After the wedding we drove to New Jersey to see my father at the senior community where he lives. He took me to the Princeton Art Museum, and we had lunch together in Princeton. Since I had left my frying pan and most of my kitchen appliances behind, I was dependent on restaurants for food throughout the trip, which did not turn out to be as disastrous as I had feared. Fortunately for me, Princeton is accommodating for people on special diets. Directly across the street from the parking garage, I discovered a café that served vegan, vegetarian, gluten-free, fair-trade, and sustainable food. Yippee. When Dad and I walked in the door, he commented, “This restaurant even smells like you.” I think it was the cinnamon and other aromatic spices, so I take that as a compliment.
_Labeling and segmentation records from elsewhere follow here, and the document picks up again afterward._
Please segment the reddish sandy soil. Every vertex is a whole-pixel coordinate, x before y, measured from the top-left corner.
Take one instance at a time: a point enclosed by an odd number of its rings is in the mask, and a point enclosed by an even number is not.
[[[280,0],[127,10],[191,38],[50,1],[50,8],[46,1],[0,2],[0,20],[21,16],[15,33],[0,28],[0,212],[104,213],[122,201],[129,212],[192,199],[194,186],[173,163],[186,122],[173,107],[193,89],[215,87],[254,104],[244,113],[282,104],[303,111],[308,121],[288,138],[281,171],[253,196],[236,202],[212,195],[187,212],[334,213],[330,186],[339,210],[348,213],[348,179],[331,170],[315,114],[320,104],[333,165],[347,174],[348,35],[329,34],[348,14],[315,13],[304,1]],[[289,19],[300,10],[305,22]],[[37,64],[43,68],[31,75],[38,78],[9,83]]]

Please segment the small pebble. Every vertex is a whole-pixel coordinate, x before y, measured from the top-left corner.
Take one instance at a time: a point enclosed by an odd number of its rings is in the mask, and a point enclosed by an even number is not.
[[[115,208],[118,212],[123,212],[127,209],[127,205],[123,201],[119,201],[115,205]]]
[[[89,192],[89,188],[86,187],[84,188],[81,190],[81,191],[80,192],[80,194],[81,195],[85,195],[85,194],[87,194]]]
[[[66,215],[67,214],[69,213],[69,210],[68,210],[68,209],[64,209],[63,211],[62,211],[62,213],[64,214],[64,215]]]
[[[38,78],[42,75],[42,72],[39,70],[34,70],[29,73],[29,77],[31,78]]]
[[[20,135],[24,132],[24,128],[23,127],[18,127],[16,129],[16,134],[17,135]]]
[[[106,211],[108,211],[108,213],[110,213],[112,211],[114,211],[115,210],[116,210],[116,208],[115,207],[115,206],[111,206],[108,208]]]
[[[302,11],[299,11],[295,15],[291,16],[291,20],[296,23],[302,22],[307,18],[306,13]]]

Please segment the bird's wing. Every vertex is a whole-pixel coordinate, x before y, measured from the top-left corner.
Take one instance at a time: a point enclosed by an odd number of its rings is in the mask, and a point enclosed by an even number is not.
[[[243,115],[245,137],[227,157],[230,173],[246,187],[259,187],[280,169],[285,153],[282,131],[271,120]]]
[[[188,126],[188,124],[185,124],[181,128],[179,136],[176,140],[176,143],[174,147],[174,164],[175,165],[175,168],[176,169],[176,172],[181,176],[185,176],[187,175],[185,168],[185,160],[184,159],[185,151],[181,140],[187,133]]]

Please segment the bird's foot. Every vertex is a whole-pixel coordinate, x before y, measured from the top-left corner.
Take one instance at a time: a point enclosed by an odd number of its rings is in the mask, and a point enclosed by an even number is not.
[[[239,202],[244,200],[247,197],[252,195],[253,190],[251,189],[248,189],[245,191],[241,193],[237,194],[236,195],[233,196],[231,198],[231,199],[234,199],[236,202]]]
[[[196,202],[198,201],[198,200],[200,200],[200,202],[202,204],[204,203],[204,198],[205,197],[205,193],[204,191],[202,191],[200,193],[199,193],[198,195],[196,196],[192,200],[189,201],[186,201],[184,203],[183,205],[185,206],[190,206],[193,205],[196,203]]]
Dad has a terrific life in his senior community. He remains lively and active. His sense of humor has not waned. In fact, during our visit he performed in an evening of comedy sketches and monologues about aging. As he was taking off his shoes at the end of a long day touring sculpture gardens and sharing Sabbath dinner at my brother’s house, he said, “I bought these shoes online and they almost fit me.”
After months of making do with skyping my brother’s new puppy Rosie, I finally played with her and received many sloppy doggy kisses. When Rosie joined the family, I sent her a squeaky stuffed owl toy. It became her favorite. I brought her a brand new one when I visited, and don’t you know that puppy immediately lost interest in the old one, which has been her beloved object for months, and switched allegiance to the new owl. She understands about ten words and one of them is “owl.” If someone asks her were her owl is, she looks for it, finds it, picks it up in her teeth, and darts around hoping someone will attempt to wrest it from her so she can hang on fiercely and growls ferociously. After tearing around the backyard like lightning, she fell asleep on the floor near the table where we sat talking. My niece watched Rosie adoringly and told her, “You’re so cute Rosie. Oops, you just got cuter.”
While I’m on the topic of lightening, I have a story about that. In Massachusetts we stayed with my college friends from my days at Syracuse University, Carol and Ken. I took a class in Wordsworth and other English romantic poets from Ken when he was a teaching assistant and I was an undergrad. They have been married for over forty years, raised two children, and have a baby granddaughter. Carol gave me a tour of her house (which I have been to before) to show me all the changes they made after the house was struck by lightning a few years ago, caught on fire, and had to undergo extensive repairs and remodeling. Carol said that the lightning came in through an upstairs window, struck a wall, and set the wall on fire. Half the house burned and the other half didn’t. They were home at the time and they grabbed their computers, car keys, and phones and ran out. While waiting for the fire department to arrive, and watching her home burn (they have lived there for thirty years and raised their children there), Carol thought the house would burn to the ground and that she would lose everything. She felt lightheaded. Then Ken, a Wordsworth man to the core, turned to her and said, “You’re all the home I need.”
Beware the tentacles of the Salem Witch Museum that will ensnare you by corrupting your navigation system.